Janet Perry-Payne, the province's EAL/FAL administrator, said teachers did their best to engage with students and parents throughout the pandemic, using a variety of online tools, recording videos, and even visiting some families' doorsteps.
But she acknowledges, it was no replacement for in-class learning.
"Many of our families became frustrated because they didn't have the language skills themselves," said Perry-Payne.
"So in some cases, when it was something that was being given by a classroom teacher, if they didn't understand it, they would go, 'OK, we can't do that.'"
'We're watching quite carefully'
Perry-Payne said because the province's 2,400 EAL/FAL students didn't do any formal testing while schools were closed, it's difficult to know how effective home learning was, or how it affected language development.
But she expects the impact will be significant.
"What we do know about language acquisition is when you don't have the ability to engage it, you can also lose the ground you've gained in the language. So that's something we're watching quite carefully for this upcoming school year," said Perry-Payne.
"And you have to remember, it's not just the last three months. The summer is in between too. So it's the three months plus the summer. So it could be a substantial regression for sure."
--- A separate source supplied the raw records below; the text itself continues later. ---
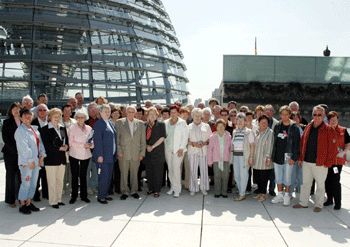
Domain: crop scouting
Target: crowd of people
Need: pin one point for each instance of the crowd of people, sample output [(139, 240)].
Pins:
[(103, 148)]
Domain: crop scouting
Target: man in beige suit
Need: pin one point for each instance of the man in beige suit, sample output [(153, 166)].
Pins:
[(131, 140)]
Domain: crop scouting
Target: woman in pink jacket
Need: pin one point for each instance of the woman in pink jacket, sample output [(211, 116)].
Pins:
[(219, 156)]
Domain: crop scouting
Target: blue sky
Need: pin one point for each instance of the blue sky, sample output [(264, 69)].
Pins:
[(208, 29)]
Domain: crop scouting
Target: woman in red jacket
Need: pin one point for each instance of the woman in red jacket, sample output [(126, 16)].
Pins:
[(332, 184)]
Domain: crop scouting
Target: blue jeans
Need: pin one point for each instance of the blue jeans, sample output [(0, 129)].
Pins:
[(297, 178), (283, 174), (92, 175), (29, 179), (241, 172)]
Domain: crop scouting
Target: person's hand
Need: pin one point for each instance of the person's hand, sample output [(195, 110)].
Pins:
[(100, 159), (149, 149), (32, 165), (180, 152)]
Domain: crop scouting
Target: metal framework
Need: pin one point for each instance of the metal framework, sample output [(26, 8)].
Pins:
[(124, 50)]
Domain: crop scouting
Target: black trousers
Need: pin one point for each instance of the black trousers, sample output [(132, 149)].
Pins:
[(42, 178), (78, 169), (13, 178), (261, 178), (333, 186)]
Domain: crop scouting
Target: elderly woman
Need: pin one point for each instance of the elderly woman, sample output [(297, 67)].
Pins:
[(155, 156), (79, 136), (104, 153), (9, 128), (31, 153), (262, 156), (198, 140), (219, 155), (56, 143), (332, 184), (243, 153)]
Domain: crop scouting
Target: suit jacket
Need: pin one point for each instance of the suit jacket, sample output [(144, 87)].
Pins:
[(103, 142), (131, 147), (52, 143)]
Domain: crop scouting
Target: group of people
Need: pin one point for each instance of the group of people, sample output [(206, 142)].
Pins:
[(104, 148)]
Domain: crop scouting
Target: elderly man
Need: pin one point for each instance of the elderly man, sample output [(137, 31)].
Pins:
[(317, 152), (131, 140)]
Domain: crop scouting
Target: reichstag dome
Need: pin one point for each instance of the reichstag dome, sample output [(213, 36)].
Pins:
[(124, 50)]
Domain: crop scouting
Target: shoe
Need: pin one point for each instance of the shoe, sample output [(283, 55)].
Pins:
[(299, 206), (277, 199), (33, 208), (286, 200), (24, 210), (102, 201), (317, 209), (87, 200), (136, 196), (123, 197), (72, 200)]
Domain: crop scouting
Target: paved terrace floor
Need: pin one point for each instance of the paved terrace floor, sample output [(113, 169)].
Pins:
[(166, 221)]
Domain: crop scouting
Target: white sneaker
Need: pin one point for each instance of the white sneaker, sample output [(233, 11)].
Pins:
[(286, 200), (277, 199)]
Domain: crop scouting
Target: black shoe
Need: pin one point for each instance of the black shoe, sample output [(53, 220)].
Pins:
[(72, 200), (102, 201), (123, 197), (136, 196), (87, 200), (24, 210), (32, 208)]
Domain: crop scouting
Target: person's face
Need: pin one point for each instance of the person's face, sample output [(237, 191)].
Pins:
[(152, 116), (67, 112), (130, 113), (174, 114), (197, 118), (220, 128), (27, 119), (42, 112), (55, 119), (318, 117), (333, 122), (263, 124), (165, 115), (285, 116), (15, 112)]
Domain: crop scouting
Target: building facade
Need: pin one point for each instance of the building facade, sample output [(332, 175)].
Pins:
[(124, 50)]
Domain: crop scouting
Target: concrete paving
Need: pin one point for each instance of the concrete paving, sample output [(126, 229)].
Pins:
[(166, 221)]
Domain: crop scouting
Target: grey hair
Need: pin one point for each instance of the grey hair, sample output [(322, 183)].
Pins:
[(196, 111), (81, 112)]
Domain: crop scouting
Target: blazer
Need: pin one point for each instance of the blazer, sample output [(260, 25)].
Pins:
[(131, 147), (103, 142), (27, 146), (214, 148), (180, 135), (52, 143)]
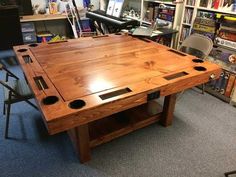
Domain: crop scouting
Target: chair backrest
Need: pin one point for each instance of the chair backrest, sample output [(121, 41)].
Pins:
[(10, 31), (5, 84), (198, 42)]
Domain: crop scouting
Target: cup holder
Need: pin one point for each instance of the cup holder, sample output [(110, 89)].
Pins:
[(33, 45), (200, 68), (197, 60), (50, 100), (22, 50), (77, 104)]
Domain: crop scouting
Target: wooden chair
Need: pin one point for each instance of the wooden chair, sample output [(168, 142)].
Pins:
[(197, 45), (15, 90)]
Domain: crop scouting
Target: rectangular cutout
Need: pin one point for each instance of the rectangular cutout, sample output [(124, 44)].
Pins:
[(56, 42), (27, 59), (41, 84), (115, 93), (100, 36), (176, 75), (177, 52)]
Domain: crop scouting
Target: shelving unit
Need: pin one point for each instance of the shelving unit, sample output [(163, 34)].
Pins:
[(186, 28)]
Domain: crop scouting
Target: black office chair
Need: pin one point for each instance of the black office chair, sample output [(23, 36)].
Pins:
[(197, 45), (15, 90), (10, 32)]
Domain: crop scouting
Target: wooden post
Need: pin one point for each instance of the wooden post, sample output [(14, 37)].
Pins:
[(168, 110), (80, 138)]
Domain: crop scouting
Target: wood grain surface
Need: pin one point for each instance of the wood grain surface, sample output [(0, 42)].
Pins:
[(87, 68)]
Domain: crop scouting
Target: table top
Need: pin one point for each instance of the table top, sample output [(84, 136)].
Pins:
[(44, 17), (88, 78)]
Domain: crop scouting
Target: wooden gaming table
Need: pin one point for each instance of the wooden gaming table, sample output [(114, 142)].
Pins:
[(101, 88)]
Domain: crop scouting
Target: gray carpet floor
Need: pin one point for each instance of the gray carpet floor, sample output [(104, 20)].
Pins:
[(200, 143)]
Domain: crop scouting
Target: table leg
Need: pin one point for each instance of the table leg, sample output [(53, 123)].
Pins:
[(80, 139), (168, 110)]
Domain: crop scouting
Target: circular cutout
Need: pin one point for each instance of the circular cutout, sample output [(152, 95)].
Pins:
[(200, 68), (77, 104), (33, 45), (50, 100), (197, 60), (22, 50)]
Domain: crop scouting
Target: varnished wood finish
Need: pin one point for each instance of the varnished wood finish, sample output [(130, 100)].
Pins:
[(86, 68), (80, 139)]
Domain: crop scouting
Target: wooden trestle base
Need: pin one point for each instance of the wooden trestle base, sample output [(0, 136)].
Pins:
[(101, 88), (87, 136)]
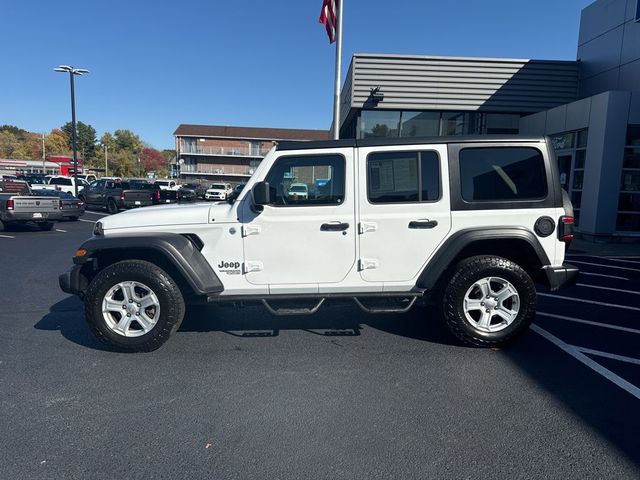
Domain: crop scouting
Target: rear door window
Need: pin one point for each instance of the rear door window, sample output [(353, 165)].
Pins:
[(402, 177)]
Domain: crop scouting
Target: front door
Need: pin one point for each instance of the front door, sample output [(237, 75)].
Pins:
[(404, 210), (307, 236)]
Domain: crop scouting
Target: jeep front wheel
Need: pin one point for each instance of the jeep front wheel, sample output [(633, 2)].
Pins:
[(133, 306), (489, 301)]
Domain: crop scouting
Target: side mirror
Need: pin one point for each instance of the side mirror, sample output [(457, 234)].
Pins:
[(261, 194)]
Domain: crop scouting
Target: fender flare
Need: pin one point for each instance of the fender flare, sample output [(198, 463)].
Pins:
[(177, 249), (457, 242)]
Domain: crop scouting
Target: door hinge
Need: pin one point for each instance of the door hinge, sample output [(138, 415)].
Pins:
[(368, 263), (250, 230), (364, 227), (253, 266)]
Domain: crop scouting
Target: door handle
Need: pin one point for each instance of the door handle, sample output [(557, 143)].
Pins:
[(423, 224), (334, 227)]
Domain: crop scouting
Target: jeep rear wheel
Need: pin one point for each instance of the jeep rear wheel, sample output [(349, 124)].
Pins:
[(133, 306), (489, 301)]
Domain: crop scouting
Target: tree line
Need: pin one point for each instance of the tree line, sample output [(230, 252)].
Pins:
[(126, 153)]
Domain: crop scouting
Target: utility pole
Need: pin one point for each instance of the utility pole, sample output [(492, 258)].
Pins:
[(106, 162), (336, 92), (44, 167), (72, 73)]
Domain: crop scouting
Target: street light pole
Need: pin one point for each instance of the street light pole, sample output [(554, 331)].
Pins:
[(72, 72)]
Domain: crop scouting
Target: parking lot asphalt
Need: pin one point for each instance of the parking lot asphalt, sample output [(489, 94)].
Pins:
[(242, 394)]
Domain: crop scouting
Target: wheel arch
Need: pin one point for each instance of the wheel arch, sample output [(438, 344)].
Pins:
[(516, 244), (177, 254)]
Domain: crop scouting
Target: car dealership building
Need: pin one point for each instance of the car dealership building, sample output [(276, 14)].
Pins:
[(590, 107)]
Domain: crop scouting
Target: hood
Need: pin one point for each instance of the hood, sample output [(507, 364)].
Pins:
[(168, 215)]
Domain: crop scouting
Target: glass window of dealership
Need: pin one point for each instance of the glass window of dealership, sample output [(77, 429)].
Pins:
[(590, 108)]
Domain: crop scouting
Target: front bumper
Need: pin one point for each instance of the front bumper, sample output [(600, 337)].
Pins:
[(128, 204), (73, 281), (11, 216), (561, 277)]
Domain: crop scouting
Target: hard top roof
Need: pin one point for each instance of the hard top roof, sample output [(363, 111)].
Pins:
[(387, 141)]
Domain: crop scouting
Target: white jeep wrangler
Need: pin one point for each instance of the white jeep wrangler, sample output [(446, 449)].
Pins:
[(470, 223)]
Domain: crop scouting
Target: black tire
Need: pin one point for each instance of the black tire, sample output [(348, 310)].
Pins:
[(45, 226), (112, 208), (170, 298), (472, 270)]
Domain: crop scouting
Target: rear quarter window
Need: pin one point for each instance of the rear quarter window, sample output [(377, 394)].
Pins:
[(502, 174)]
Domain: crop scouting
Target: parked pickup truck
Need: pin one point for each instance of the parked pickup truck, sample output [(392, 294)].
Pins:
[(64, 184), (19, 206), (116, 196), (159, 196)]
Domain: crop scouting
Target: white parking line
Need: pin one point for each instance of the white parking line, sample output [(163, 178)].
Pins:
[(607, 288), (602, 275), (605, 266), (593, 365), (612, 356), (633, 262), (589, 322), (626, 307)]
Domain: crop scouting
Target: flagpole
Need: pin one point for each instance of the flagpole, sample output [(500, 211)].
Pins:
[(336, 93)]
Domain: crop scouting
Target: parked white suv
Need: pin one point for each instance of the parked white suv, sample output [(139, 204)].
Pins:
[(218, 191), (470, 224)]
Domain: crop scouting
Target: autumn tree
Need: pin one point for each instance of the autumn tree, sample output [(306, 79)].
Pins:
[(127, 140), (57, 143)]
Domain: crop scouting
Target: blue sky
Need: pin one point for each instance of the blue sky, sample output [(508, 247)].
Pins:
[(156, 64)]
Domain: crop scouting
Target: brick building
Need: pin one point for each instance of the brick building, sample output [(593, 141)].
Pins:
[(213, 153)]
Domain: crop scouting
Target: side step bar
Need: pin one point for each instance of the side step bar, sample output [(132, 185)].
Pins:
[(292, 311), (407, 300), (403, 309)]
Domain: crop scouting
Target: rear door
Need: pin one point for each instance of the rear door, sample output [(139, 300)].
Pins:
[(404, 210)]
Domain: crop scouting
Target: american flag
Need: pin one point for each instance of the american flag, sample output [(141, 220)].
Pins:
[(328, 16)]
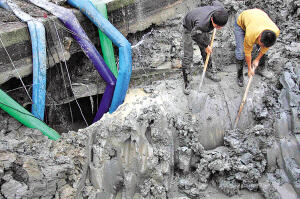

Like all teachers in the school system, she expects her staff will have to condense their language curriculum in September, and spend a lot of time playing catch up.
Her team is also focused on how to make at-home language learning easier, in the event schools are forced to close again.
"If we can work with our parents, and show them, and teach them what tools we're going to be using, some of that won't be as foreign to them, if in fact we have to do more home learning in the future," she said.
Though some families aren't waiting around for September.
Perry-Payne said a record number of students, 180, have signed up for six weeks of summer EAL and FAL courses.